Я извинился перед Полиной, вышел из кафе на заполненную спешащими по всем делам сразу женщинами Тверскую улицу. Закурил, повернул в ближайший двор, чтобы не торчать у всех на виду, и набрал Андрея.
— Что значит — он покинул страну? — спросил я.
— Ну-у-у… — ответил Андрей так, словно я спросил, не найдется ли у него десять тысяч взаймы. — Ничего удивительного. Вы новости-то смотрите? Буквально после разговора с вами господин Кончиков поехал домой, собрал чемодан и отправился в сторону Верхнего Ларса, где успешно миновал блокпост, границу. Сейчас он на Шри-Ланке, судя по геолокации на фото в соцсетях.
Андрей ехал в метро и, судя по голосу диктора «станция Пушкинская» на заднем плане, как раз сейчас находился где-то под моими ногами.
— Вы объявили его в розыск?
— Мы передали в полицию наше письменное мнение по поводу господина Кончикова, — сообщил Андрей. — К каким выводам они придут, мне неизвестно. Наши адвокаты говорят, что одних лишь выводов мало, чтобы начать преследование человека.
— Все верно говорят, — ответил я, — спасибо, что сообщили, Андрей.
Я положил трубку. Меня трясло от злости. Я так и знал, что нельзя было этому увальню доверять такое важное дело. Он, наверное, приперся с невинным видом в полицию, отдал в дежурную часть бумажку, где я изложил свои выводы, и ушел. Андрей человек исполнительный, но мышление тоннельное — что ни поручи, все сделает, но строго в соответствии с инструкцией. Любые новые вводные будет игнорировать, потому что в ТЗ их не было.
Я докурил, вернулся в кафе.
— Что-то стряслось? — спросила Полина. — Ты выглядишь расстроенным. Обычно я так выгляжу, когда мои подчиненные творят дичь.
— Ну, примерно так оно и есть, — сказал я и замолчал.
Доктор Алексей Кончиков вполне мог иметь мотив для совершения преступлений. Организованный преступник, мужчина 30–35 лет, может позволить себе совершать дорогостоящие убийства. Он, конечно, нарцисс, но психотип — паранойяльный. Я вспомнил нашу с ним встречу: он был одет в классический костюм, от него пахло дорогим парфюмом, идеально ухоженные руки и ногти.
— Паранойяльный миссионер, — сказал я задумчиво, глядя на Полю.

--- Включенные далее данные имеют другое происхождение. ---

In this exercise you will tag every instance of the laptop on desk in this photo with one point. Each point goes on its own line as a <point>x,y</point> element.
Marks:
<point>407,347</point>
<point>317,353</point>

Она подняла брови и ответила:
— Это может прозвучать пошло, но, кажется, ты говоришь не о сексе, а об убийце, да?
— Прости-прости, — сказал я и замотал головой. — Мне просто в голову пришло кое-что, запустился процесс, и остановить это невозможно. Но я сейчас…
— Нет-нет, — ответила Поля, — давай обсудим. Я, конечно, не криминальный психолог, но все же кое-что в психологии понимаю. Профессия обязывает.